Drawing from the resolving of distressed Crane Bank by Bank of Uganda (BOU) in 2016, Governor Mutebile said that BOU’s intervention was appropriate, downplaying critics who argued that Crane Bank ought to have been capitalized by the regulator.
“The Bank of Uganda has no obligation at all to bail out a distressed bank by providing it with liquidity support in the hope that it will some how be restored to financial health,” noted Mutebile during the conference.
Such an option, he said, “would be extremely dangerous” adding that “it would allow a distressed bank to continue to be mismanaged in the same manner that caused it to be distressed, thereby incurring further losses at the taxpayers’ cost”.
He argued that bailing out such a bank would imply to players within the financial sector that mismanagement of an institution carries no consequences for the owners and managers which he said undermines the financial system.
“A fundamental tenet of prudential regulation is avoidance of regulatory forbearance which allows a bank to continue operations normally when it can’t meet minimum capital requirements or it has problems in management”.
An inventory of assets and liabilities discovered that Crane Bank was massively insolvent with a core capital of -240bn as a result of mismanagement and alleged fraud. In January 2017, DFCU Bank took over Crane Bank.
“The notion that Crane Bank would have been rehabilitated by the owners, the same people who were at least partly responsible for it’s failure, if only BOU had provided liquidity support was we believe completely untenable,” he said.
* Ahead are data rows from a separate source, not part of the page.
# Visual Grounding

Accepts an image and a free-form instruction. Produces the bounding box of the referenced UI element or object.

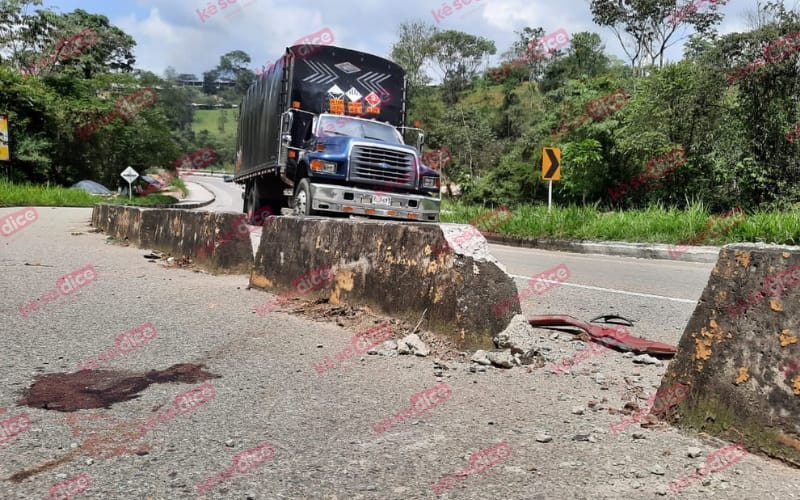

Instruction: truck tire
[294,179,316,215]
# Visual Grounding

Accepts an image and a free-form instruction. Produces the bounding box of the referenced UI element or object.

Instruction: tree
[431,30,497,104]
[591,0,727,74]
[390,21,438,96]
[9,9,136,79]
[164,66,178,82]
[203,69,219,95]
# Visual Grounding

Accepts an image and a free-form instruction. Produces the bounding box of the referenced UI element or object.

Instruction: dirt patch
[281,297,465,361]
[17,363,220,412]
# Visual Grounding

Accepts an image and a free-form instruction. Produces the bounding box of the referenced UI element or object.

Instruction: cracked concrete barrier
[250,217,520,349]
[654,244,800,465]
[92,204,253,274]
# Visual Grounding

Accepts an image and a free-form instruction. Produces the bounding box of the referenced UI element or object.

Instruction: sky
[40,0,800,78]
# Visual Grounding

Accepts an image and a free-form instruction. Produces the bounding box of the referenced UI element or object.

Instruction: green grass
[192,108,239,144]
[0,181,178,207]
[0,181,98,207]
[168,177,189,196]
[441,202,800,245]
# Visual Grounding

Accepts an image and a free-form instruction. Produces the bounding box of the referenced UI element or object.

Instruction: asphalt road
[191,176,714,343]
[0,201,800,500]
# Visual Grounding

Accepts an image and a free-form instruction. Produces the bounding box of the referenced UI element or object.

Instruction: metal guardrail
[178,169,233,177]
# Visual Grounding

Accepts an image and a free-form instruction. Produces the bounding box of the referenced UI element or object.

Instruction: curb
[483,233,721,264]
[154,183,217,210]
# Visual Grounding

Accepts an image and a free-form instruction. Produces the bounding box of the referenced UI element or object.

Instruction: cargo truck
[233,45,440,225]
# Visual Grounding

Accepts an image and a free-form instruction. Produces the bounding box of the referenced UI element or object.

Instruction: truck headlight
[311,160,336,174]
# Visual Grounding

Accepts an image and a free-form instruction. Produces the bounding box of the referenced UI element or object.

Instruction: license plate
[372,194,392,207]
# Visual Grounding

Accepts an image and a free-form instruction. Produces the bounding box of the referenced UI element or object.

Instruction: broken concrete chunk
[488,351,514,368]
[397,333,431,357]
[494,314,538,352]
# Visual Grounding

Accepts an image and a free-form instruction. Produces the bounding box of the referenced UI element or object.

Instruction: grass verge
[0,181,97,207]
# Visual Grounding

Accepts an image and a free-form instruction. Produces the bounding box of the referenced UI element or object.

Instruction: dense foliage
[393,0,800,212]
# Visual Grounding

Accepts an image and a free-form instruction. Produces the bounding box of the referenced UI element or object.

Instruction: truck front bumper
[311,183,441,222]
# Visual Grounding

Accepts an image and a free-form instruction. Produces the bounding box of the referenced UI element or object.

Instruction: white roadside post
[120,165,139,200]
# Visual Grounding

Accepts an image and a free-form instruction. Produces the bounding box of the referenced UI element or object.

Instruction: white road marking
[510,274,697,304]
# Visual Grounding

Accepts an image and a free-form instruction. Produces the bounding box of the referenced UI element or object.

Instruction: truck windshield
[317,115,403,144]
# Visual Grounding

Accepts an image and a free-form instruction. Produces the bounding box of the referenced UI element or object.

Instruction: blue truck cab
[234,46,440,221]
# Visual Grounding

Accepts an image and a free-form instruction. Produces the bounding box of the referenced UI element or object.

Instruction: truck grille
[350,146,417,186]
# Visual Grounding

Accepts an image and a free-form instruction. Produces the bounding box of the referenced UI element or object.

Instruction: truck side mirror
[281,111,294,144]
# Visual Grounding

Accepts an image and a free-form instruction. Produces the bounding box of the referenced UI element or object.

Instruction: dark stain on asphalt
[17,363,220,412]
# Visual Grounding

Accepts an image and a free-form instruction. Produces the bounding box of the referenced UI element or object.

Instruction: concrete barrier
[92,204,253,274]
[250,217,520,349]
[655,244,800,464]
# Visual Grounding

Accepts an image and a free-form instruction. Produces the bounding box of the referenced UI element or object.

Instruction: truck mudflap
[528,314,677,355]
[311,183,441,222]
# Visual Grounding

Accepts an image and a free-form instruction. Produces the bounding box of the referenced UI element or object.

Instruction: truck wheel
[244,179,264,226]
[294,179,316,215]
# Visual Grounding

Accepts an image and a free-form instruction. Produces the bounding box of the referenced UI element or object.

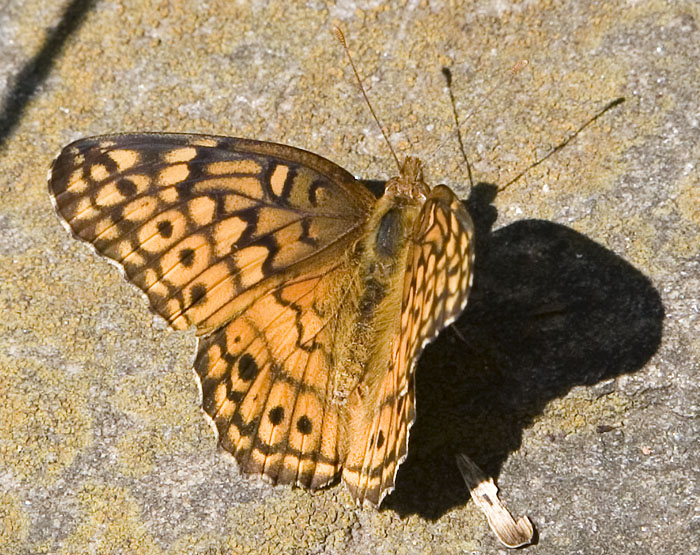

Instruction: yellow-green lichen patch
[532,389,632,438]
[0,493,29,553]
[59,484,161,555]
[220,489,357,553]
[114,371,204,476]
[0,352,92,485]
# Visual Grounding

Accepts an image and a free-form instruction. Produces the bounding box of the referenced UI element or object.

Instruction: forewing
[49,134,373,334]
[343,185,474,505]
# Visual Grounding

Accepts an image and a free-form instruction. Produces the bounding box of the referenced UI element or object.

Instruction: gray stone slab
[0,0,700,554]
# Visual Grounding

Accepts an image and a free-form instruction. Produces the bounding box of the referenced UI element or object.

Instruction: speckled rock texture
[0,0,700,555]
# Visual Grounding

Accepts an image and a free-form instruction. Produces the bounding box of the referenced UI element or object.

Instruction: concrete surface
[0,0,700,554]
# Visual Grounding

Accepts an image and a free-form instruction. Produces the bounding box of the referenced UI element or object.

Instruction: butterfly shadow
[382,184,664,519]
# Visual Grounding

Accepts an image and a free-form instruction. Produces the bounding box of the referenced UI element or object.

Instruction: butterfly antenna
[426,59,530,167]
[498,96,625,193]
[442,67,474,189]
[333,26,401,172]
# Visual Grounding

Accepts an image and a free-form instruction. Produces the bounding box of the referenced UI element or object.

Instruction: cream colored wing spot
[205,159,262,175]
[213,216,248,258]
[163,147,197,165]
[270,164,289,197]
[193,177,265,199]
[123,197,158,222]
[158,163,190,187]
[90,164,109,183]
[187,197,216,227]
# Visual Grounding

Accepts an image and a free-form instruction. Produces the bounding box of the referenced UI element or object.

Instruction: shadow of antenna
[0,0,95,149]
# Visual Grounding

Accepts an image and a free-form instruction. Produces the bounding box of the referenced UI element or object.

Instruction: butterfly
[49,134,474,506]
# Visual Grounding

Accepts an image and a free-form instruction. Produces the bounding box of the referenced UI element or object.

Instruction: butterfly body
[49,134,473,505]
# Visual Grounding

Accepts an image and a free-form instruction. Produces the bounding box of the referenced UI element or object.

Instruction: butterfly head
[385,156,430,204]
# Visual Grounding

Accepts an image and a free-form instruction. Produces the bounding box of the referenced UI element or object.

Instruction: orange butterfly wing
[343,185,474,506]
[49,134,375,487]
[49,134,375,334]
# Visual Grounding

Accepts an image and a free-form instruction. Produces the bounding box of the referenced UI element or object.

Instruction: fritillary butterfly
[49,129,474,506]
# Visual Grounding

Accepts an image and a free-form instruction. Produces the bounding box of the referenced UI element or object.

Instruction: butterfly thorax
[332,158,430,446]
In order to protect the interests of the depositors as well as minimize Crane Bank’s losses, Mutebile said, the Central Bank had no other option other than take it over and resolve it.
While Bank of Uganda has equally been faulted for its failure or delay in detecting the insolvency of an institution that was the third largest bank in Uganda, Mutebile argued that such criticism should be realistic with what supervision can feasibly deliver in a market oriented financial system.
“It’s not possible for the regulator to detect all incidents of fraud because they are often concealed from external auditors and regulator,” he said.
He said that BOU can not guarantee that no bank will ever fail but that it can ensure timely interventions to protect depositors’ funds and that when a bank fails, it gets resolved quickly without undermining the stability of the financial system.
Since 2010, BOU has intervened in a total of 5 banks, closing 3 of them and taking 2 others in temporary statutory management. In none of the 5, the Governor said, have depositors lost their money.